Sing

421 37 0
                                    

Nala tersenyum samar saat menatap penampilannya malam ini. Dia terkesan berbeda. Sangat berbeda.

Jika biasanya dia hanya menggunakan kaos dan celana tiga perempat, menampilkan kesan buluk-nya. Tetapi Nala yang dia lihat sekarang adalah sosok gadis cantik yang baru saja bernyanyi di hadapan penonton.

Menghibur banyak orang lewat suaranya yang merdu, merupakan kebahagiaan tersendiri bagi Nala.

"Ini bayaranmu untuk malam ini. Tadi kamu keren sekali, Nala!" Ucap Dinda, pemilik restoran ini.

Berkat Dinda-lah Nala bisa bernyanyi dan mendapat uang seperti ini. Berawal dari pertemuan mereka di jalan saat Nala mengamen. Dinda yang notabene-nya seorang mahasiswi penggemar musik, langsung tertarik dengan suara merdu milik Nala.

Dia kemudian membawa Nala pergi ke cafe miliknya dan menawarkan pekerjaan kepada Nala menjadi pengisi acara. Tanpa berpikir lama, Nala langsung saja mengiyakan tawaran Dinda.
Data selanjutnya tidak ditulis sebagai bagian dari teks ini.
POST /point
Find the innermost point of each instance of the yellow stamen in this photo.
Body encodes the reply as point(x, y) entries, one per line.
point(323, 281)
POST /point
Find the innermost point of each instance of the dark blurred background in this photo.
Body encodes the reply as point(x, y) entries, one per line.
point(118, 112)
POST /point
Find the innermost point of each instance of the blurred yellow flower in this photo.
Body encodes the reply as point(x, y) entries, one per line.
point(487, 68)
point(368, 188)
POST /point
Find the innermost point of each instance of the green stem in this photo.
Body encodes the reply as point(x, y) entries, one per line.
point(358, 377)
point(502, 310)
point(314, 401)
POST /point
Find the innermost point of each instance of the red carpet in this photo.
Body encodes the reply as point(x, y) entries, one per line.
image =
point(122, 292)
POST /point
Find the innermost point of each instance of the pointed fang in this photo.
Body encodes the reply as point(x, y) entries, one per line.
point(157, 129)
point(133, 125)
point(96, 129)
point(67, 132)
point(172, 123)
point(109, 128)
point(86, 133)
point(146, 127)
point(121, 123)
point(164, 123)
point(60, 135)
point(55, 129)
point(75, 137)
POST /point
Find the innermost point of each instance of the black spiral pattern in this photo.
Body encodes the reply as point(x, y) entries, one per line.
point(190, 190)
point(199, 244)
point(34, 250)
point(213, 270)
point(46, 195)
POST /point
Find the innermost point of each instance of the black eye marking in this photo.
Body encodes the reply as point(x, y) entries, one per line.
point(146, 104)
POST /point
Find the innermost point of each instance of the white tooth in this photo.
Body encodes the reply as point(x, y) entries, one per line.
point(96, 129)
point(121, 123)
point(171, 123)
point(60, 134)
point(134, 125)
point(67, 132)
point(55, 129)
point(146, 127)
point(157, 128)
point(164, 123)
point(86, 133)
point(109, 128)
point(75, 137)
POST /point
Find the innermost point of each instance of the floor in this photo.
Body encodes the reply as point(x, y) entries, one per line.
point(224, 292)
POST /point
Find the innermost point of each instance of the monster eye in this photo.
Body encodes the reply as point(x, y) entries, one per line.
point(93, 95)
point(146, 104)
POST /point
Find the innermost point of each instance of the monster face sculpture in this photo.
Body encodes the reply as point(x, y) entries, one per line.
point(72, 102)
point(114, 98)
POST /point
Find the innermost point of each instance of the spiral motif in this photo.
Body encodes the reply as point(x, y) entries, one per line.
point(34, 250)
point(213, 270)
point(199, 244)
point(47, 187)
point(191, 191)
Lambat laun hubungan mereka kian dekat. Tak jarang Dinda menawarkan bantuannya saat mengetahui kehidupan pelik yang dialami Nala.

"Terima kasih, Kak." Nala tersenyum kepada Dinda setelah menerima amplop berisi bayarannya malam ini.

"Kamu bener-bener nggak mau tinggal sama aku, Nal? Aku sendirian di apartmen. Kalau masalah adikmu, gak masalah. Aku gak pernah merasa direpotkan karena kamu sudah kuanggap seperti adik sendiri." Ucap Dinda dengan tulus.

Dinda merasa kasihan dengan sosok Nala yang hidup sebagai tulang punggung keluarga. Sebenarnya dia sudah menceritakan hal ini kepada kedua orang tuanya, dan pada akhirnya mereka menyetujui permintaan Dinda untuk tinggal bersama Nala dan Nino. Tapi ternyata dengan ramahnya Nala menolak ajakan Dinda karena alasan takut merepotkan.

Nala tersenyum simpul sesaat setelah mendengar ucapan Dinda.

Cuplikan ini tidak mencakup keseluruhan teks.